Si l’égalitarisme brut est contre Injustice, il est aussi contre la nature, car il méconnaît le mode naturel du progrès. Dans les organismes, comment ont lieu les perfectionnemens ? Par sélection. Or, la sélection suppose précisément une rupture d’égalité, une supériorité quelconque de force, soit physique, soit intellectuelle, soit morale. Si, à l’encontre de cette loi, l’individualisme égalitaire et le socialisme égalitaire s’accordent pour niveler tout, ils suppriment par cela même la possibilité de sélection et de progrès. En vertu d’une telle méthode, les vieux anthropoïdes auraient dû empêcher l’homme de faire souche à part, de s’élever peu à peu au-dessus de ses cousins les gorilles et orangs-outangs. C’est en cela qu’eût consisté leur égalitarisme. Si, dans l’avenir, une fausse démocratie arrivait à réaliser sur terre le nivellement artificiel des individus, elle ferait rétrograder l’humanité vers ses origines. La sélection des pires se substituant à la sélection des meilleurs, on verrait l’homme civilisé, après avoir redescendu tous les degrés de l’échelle, retomber dans les bras de son frère l’homme des bois et lui dire : — Enfin nous sommes égaux ! Faisons-nous maintenant les égaux de nos inférieurs, jusqu’à ce que nous soyons abîmés dans le néant, seul domaine où règne l’absolue égalité. Exister, c’est déjà être l’inégal de zéro.
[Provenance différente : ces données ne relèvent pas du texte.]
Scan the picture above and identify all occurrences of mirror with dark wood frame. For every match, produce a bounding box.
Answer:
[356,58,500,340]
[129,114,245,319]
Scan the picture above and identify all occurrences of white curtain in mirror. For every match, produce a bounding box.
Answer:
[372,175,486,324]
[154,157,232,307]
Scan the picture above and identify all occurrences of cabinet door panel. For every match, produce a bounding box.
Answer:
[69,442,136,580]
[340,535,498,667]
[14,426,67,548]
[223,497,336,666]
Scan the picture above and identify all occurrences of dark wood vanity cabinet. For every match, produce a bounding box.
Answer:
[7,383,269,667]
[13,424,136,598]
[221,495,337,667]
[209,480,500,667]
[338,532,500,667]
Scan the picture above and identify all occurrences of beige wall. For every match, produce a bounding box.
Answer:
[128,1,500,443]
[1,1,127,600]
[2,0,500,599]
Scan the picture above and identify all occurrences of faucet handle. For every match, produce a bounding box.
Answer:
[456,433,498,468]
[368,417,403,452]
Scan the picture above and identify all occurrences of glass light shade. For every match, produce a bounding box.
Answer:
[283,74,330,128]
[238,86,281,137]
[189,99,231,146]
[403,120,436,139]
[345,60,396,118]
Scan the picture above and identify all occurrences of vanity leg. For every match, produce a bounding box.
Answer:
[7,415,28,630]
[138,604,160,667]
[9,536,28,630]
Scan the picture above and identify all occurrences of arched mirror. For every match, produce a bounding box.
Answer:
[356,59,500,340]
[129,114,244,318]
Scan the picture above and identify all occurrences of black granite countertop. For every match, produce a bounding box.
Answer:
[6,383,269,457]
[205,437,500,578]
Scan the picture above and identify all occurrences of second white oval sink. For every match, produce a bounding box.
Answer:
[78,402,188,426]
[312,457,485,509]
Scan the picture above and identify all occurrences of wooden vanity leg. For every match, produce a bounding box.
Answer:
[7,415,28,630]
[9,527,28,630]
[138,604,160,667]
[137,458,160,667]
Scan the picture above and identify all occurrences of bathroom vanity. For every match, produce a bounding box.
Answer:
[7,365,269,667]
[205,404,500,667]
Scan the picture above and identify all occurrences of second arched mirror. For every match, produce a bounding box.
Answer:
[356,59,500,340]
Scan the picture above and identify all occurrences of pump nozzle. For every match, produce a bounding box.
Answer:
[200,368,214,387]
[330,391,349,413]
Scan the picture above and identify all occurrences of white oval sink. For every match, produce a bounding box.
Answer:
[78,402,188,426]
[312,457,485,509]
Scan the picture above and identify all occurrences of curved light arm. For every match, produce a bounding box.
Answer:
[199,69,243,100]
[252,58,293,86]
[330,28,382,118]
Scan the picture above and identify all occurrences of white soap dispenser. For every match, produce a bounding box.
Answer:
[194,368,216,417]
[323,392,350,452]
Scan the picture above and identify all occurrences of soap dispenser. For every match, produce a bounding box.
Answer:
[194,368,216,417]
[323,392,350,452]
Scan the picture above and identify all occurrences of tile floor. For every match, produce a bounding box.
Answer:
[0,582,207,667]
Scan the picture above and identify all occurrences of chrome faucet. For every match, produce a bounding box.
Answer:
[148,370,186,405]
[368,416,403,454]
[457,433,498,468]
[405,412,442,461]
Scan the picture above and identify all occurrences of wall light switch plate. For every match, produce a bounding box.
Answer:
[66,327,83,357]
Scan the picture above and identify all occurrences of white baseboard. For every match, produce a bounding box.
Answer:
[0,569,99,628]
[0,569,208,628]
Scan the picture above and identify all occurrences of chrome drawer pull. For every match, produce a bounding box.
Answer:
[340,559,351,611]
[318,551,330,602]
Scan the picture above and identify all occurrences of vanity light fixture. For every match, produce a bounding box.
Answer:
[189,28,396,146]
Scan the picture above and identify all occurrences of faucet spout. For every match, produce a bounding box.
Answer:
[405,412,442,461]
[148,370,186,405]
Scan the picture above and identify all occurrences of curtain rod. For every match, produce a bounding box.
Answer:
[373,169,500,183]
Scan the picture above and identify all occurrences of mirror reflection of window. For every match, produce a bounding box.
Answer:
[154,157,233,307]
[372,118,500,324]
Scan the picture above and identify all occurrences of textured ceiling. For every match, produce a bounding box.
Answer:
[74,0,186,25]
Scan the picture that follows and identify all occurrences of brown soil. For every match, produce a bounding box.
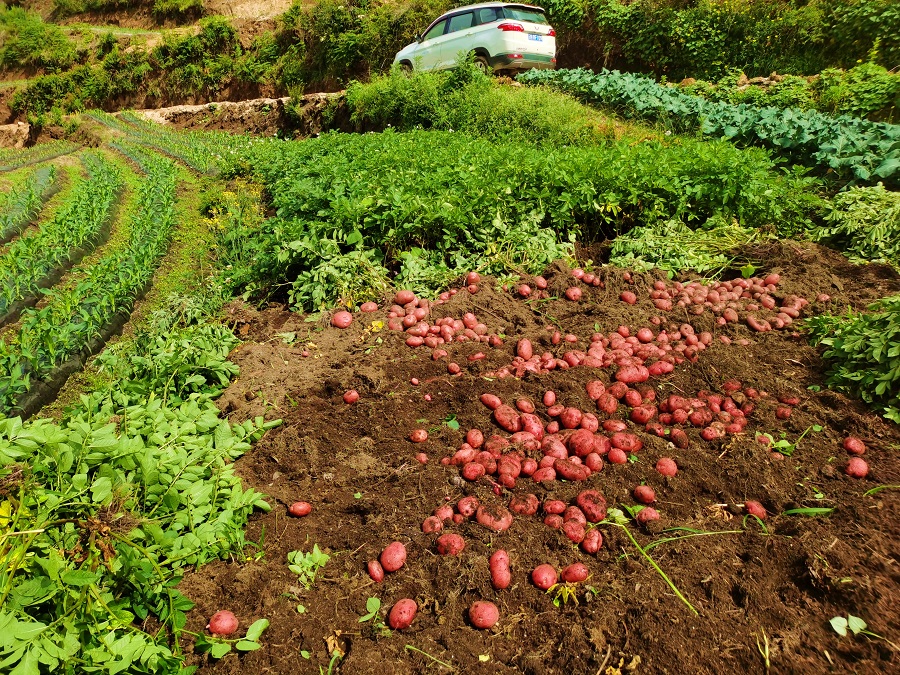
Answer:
[181,243,900,675]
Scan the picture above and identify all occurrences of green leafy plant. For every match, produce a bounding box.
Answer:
[287,544,331,590]
[807,295,900,424]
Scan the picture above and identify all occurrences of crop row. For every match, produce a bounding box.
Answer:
[0,153,121,320]
[231,131,813,309]
[0,165,56,243]
[520,69,900,183]
[0,140,78,171]
[0,145,176,412]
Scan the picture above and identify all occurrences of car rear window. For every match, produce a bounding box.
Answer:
[447,12,474,33]
[503,6,547,25]
[475,7,503,25]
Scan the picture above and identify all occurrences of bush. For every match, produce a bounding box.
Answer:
[347,61,624,147]
[0,4,77,72]
[807,295,900,424]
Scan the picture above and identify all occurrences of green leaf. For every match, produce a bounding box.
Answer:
[244,619,269,640]
[829,616,847,637]
[847,614,868,635]
[209,642,231,659]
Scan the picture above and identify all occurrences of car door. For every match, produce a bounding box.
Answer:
[438,12,477,68]
[413,19,447,70]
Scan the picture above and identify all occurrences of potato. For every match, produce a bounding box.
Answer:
[609,429,644,452]
[466,429,484,448]
[553,459,590,481]
[844,436,866,455]
[435,532,466,555]
[635,506,659,525]
[288,502,312,518]
[575,490,606,523]
[494,403,522,433]
[388,598,419,630]
[481,394,503,410]
[378,541,406,572]
[559,408,584,429]
[509,493,540,516]
[469,600,500,629]
[531,563,559,591]
[531,466,556,483]
[560,563,590,584]
[580,527,603,555]
[366,560,384,584]
[544,513,564,530]
[634,485,656,504]
[456,497,481,518]
[744,499,766,520]
[475,504,513,532]
[585,380,606,401]
[488,549,512,591]
[656,457,678,478]
[562,520,587,544]
[844,457,869,478]
[566,429,594,457]
[422,516,444,534]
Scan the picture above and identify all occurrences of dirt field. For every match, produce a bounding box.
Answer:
[181,242,900,675]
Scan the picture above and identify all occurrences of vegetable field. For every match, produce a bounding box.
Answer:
[0,73,900,675]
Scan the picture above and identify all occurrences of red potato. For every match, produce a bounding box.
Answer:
[331,310,353,328]
[634,485,656,504]
[422,516,444,534]
[378,541,406,572]
[288,502,312,518]
[516,398,534,414]
[475,504,513,532]
[481,394,503,410]
[561,520,587,544]
[516,338,534,361]
[635,506,659,525]
[609,431,644,452]
[844,436,866,455]
[531,563,559,591]
[488,549,512,591]
[580,527,603,555]
[366,560,384,584]
[560,563,590,584]
[553,459,590,481]
[388,598,419,630]
[575,490,606,523]
[456,497,481,518]
[435,532,466,555]
[434,504,453,520]
[494,403,522,433]
[844,457,869,478]
[206,609,238,635]
[744,499,766,520]
[469,600,500,630]
[559,408,584,429]
[509,493,541,516]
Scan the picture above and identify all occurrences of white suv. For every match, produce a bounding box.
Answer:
[394,2,556,73]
Le faux égalitarisme veut que nous soyons le plus possible semblables aux autres ; mais la similitude n’est qu’une relation extérieure, qui ne détermine pas ce que nous devons être en nous-mêmes et par nous-mêmes. Avant de ressembler à autrui, il faut être soi. L’égalité vraie est précisément l’égal pouvoir pour chacun de n’être pas semblable aux autres sous tous les rapports ; c’est le droit égal aux inégalités de toutes sortes, en tant que compatible avec le même droit chez autrui. La vraie justice est donc la proportionnalité, qui enveloppe sans doute une égalité fondamentale de droits, mais qui implique aussi des rapports variables et des qualités inégales.